Hacker News new | ask | show | jobs
by djk447 1739 days ago
NB: Post author here.

I found it surprisingly difficult to explain well. Took a lot of passes and a lot more words than I was expecting. It seems like such a simple concept. I thought the post was gonna be the shortest of my recent ones, and then after really explaining it and getting lots of edits and rewriting, it was 7000 words and ...whoops! But I guess it's what I needed to explain it well (hope you thought so anyway).

It's somewhat exponential, but yeah, not necessarily, it's definitely long-tailed in some way and it sort of doesn't matter what the theoretical description is (at least in my mind) the point is these types of distributions really don't get described well by a lot of typical statistics.

Can't talk too much about SREs at the ad analytics company I mentioned, we were the backend team that wrote a lot of the backend stores / managed databases / ran the APIs and monitored this stuff a bit (and probably not all that well).
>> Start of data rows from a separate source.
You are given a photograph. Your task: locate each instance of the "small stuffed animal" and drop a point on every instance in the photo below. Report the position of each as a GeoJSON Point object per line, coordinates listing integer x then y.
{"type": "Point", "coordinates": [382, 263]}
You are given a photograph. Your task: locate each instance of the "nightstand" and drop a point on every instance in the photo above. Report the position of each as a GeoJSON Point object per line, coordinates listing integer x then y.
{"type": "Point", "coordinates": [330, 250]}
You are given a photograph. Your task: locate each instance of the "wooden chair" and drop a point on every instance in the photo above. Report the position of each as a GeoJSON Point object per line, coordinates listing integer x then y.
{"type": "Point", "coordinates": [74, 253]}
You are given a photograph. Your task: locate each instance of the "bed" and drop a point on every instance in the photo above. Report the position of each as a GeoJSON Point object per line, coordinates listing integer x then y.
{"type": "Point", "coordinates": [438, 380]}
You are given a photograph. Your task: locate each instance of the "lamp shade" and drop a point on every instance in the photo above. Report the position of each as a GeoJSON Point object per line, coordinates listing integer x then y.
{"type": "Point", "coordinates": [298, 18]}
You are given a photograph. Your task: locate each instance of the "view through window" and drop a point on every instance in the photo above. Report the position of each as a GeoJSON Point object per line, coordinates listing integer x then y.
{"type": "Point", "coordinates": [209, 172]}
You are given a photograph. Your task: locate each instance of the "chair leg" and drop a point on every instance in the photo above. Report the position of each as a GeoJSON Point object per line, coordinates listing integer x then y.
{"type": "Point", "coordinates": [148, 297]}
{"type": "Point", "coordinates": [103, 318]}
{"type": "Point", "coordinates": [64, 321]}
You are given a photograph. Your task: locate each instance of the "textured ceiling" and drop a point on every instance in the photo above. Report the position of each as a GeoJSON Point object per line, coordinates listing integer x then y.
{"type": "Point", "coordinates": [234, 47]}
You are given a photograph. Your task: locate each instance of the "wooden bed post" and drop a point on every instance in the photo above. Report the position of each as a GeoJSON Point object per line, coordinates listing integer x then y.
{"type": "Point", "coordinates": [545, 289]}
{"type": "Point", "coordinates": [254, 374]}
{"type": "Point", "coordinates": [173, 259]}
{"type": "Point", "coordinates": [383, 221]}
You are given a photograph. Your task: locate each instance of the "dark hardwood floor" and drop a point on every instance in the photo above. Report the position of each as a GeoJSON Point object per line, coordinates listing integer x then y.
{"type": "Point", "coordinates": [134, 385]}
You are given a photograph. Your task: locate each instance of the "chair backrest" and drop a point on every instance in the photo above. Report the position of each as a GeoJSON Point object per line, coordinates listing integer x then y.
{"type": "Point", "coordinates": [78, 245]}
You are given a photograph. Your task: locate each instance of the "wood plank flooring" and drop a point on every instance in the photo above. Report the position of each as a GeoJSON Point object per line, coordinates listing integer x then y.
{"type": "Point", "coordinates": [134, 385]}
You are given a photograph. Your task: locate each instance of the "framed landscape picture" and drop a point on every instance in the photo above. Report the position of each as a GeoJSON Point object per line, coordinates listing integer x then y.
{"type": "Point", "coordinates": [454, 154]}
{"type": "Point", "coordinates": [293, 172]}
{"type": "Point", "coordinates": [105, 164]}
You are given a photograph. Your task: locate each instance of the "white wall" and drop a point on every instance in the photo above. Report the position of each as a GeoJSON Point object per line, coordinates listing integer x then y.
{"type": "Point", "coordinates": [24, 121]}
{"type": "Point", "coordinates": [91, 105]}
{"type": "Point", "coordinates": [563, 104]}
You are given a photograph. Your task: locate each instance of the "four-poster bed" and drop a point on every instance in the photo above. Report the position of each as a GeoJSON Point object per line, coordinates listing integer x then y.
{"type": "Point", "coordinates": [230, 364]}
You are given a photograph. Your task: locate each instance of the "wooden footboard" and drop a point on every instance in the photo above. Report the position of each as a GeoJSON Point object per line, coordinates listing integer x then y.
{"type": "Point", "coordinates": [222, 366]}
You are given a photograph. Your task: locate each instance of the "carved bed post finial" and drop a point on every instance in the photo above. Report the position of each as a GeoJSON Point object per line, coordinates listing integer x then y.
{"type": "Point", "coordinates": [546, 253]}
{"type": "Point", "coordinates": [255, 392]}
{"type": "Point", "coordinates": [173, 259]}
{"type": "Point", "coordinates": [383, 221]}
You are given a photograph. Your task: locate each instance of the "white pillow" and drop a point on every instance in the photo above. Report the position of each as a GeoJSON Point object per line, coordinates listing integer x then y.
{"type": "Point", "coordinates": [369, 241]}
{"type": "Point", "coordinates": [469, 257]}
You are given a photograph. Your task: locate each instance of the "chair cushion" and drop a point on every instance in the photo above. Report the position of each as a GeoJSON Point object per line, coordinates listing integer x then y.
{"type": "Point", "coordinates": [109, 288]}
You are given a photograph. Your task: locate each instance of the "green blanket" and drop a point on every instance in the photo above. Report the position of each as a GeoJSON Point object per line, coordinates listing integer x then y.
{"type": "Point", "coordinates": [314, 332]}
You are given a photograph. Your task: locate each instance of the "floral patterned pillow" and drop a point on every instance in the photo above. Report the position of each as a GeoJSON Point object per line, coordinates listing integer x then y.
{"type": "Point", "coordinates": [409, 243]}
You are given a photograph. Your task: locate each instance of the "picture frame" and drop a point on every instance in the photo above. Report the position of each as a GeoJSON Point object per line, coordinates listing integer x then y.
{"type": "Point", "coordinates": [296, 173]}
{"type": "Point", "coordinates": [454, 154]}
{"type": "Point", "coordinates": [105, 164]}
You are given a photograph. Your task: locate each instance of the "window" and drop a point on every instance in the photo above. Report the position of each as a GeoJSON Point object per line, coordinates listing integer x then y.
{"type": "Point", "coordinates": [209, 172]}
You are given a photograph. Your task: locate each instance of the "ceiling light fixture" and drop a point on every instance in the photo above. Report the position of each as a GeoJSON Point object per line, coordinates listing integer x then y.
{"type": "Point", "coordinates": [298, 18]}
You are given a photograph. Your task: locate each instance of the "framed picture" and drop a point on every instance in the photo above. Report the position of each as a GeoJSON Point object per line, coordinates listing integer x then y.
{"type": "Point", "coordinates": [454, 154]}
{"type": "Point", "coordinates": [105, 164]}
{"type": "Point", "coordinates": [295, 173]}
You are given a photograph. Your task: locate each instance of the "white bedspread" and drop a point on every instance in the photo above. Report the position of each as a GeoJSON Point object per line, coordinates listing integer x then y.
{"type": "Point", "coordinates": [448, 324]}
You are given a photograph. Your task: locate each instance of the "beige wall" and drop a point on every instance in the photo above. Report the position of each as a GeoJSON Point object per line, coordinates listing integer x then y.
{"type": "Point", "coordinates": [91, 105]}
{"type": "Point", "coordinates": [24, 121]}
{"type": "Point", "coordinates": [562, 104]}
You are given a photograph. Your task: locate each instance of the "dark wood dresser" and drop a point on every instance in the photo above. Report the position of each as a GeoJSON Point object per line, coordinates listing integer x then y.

It was a bit more ad hoc I guess, probably now that company is large enough they have a dedicated team for that...

1 comments

The article hit the pocket pretty exactly for how I felt I needed to explain it. (Actually I had the same experience where I thought I would be able to go over it quickly and then I felt like I was getting mired.) The graphs look great too - I've been able to explore it pretty well with JupyterLab but I can't export that into something super-interactive that is read-only. I've thought about creating an idyll page out of it to help others explore but that's a bit overkill for the work style our team has.
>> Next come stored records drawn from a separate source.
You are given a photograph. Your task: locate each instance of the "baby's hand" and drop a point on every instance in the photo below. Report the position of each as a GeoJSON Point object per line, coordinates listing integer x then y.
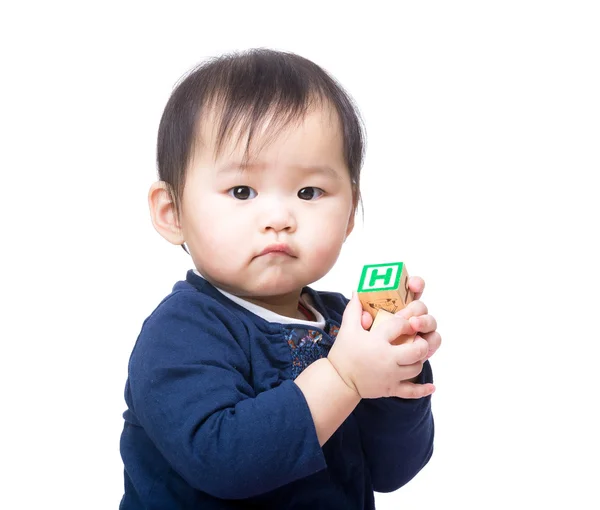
{"type": "Point", "coordinates": [417, 314]}
{"type": "Point", "coordinates": [370, 364]}
{"type": "Point", "coordinates": [423, 324]}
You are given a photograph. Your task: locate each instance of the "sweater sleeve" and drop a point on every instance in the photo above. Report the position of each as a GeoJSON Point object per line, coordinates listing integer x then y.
{"type": "Point", "coordinates": [397, 436]}
{"type": "Point", "coordinates": [188, 377]}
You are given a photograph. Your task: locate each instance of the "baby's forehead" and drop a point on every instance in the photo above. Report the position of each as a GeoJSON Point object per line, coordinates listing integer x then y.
{"type": "Point", "coordinates": [225, 133]}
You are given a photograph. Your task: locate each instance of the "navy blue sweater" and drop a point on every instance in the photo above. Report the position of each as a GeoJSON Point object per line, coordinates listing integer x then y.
{"type": "Point", "coordinates": [214, 419]}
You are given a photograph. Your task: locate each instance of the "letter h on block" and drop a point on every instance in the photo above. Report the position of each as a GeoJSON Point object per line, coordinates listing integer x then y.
{"type": "Point", "coordinates": [384, 287]}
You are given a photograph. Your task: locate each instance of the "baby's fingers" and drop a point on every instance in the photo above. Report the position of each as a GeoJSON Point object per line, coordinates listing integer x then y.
{"type": "Point", "coordinates": [410, 353]}
{"type": "Point", "coordinates": [407, 389]}
{"type": "Point", "coordinates": [416, 284]}
{"type": "Point", "coordinates": [423, 323]}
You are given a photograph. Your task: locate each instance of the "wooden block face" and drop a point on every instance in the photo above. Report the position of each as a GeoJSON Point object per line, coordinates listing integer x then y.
{"type": "Point", "coordinates": [384, 287]}
{"type": "Point", "coordinates": [381, 317]}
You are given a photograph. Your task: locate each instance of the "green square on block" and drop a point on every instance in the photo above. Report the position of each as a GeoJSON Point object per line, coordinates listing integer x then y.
{"type": "Point", "coordinates": [378, 277]}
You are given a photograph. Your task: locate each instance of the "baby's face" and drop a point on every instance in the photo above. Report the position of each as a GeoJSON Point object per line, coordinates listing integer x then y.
{"type": "Point", "coordinates": [278, 225]}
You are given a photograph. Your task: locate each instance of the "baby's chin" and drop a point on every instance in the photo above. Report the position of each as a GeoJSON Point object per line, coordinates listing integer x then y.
{"type": "Point", "coordinates": [265, 286]}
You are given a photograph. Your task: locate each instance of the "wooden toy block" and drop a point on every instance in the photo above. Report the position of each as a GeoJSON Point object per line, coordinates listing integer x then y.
{"type": "Point", "coordinates": [383, 290]}
{"type": "Point", "coordinates": [384, 287]}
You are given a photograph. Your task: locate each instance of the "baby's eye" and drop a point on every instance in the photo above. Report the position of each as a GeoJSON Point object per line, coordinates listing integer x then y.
{"type": "Point", "coordinates": [310, 193]}
{"type": "Point", "coordinates": [242, 192]}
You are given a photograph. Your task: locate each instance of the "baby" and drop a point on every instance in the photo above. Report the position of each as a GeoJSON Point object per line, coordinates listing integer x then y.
{"type": "Point", "coordinates": [247, 388]}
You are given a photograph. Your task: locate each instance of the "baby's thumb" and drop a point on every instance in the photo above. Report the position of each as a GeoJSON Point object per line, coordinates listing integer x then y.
{"type": "Point", "coordinates": [353, 311]}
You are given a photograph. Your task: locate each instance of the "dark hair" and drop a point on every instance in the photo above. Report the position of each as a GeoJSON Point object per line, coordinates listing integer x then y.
{"type": "Point", "coordinates": [246, 87]}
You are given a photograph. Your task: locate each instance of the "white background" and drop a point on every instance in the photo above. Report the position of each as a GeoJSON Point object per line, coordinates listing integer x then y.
{"type": "Point", "coordinates": [483, 124]}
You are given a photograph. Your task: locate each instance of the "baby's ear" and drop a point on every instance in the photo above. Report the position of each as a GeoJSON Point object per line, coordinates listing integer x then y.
{"type": "Point", "coordinates": [350, 226]}
{"type": "Point", "coordinates": [163, 213]}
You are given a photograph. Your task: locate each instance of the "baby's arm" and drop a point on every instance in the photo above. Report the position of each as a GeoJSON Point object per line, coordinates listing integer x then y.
{"type": "Point", "coordinates": [188, 382]}
{"type": "Point", "coordinates": [397, 436]}
{"type": "Point", "coordinates": [329, 398]}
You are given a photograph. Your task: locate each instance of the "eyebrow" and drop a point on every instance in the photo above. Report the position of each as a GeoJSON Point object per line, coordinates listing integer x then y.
{"type": "Point", "coordinates": [236, 166]}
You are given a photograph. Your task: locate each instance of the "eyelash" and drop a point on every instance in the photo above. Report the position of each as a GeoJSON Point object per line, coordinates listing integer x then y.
{"type": "Point", "coordinates": [232, 192]}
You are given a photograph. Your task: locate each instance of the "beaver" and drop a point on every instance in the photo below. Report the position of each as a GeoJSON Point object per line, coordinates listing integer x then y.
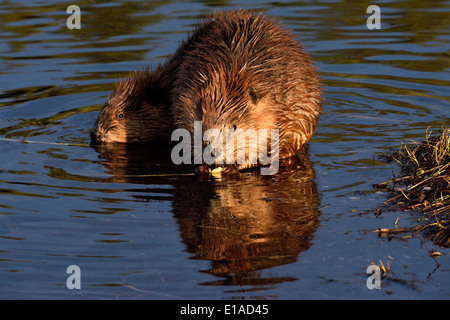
{"type": "Point", "coordinates": [137, 110]}
{"type": "Point", "coordinates": [245, 71]}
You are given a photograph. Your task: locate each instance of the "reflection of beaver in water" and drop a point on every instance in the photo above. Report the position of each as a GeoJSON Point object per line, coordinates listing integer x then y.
{"type": "Point", "coordinates": [238, 70]}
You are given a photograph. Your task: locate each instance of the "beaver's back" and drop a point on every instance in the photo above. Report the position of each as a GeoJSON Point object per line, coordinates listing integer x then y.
{"type": "Point", "coordinates": [244, 70]}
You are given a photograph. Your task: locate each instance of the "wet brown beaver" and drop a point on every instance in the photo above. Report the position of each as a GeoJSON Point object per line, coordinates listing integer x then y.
{"type": "Point", "coordinates": [137, 110]}
{"type": "Point", "coordinates": [245, 71]}
{"type": "Point", "coordinates": [237, 72]}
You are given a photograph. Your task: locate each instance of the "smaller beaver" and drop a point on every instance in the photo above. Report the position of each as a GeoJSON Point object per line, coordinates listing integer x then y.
{"type": "Point", "coordinates": [137, 109]}
{"type": "Point", "coordinates": [245, 72]}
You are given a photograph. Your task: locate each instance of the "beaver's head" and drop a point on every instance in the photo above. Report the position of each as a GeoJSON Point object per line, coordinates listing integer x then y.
{"type": "Point", "coordinates": [136, 111]}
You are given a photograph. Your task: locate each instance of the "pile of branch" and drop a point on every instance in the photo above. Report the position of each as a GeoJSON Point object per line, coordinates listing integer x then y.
{"type": "Point", "coordinates": [424, 185]}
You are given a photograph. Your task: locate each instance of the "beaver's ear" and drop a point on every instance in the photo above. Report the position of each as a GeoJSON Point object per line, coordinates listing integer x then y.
{"type": "Point", "coordinates": [254, 95]}
{"type": "Point", "coordinates": [155, 95]}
I think the weirdly-shaped long-tail graphs we come across are just sums of more naturally-distributed response times, for different types of responses. Another reason to limit variation I think.

> I think the weirdly-shaped long-tail graphs we come across are just sums of more naturally-distributed response times, for different types of responses. Another reason to limit variation I think.

The best method I've found for digging into latency is profiling RPC traces to see where time is spent. This at least separates the code and parameters that have simple latency distributions from those that don't. Some distributions will be very data-dependent (SQL queries).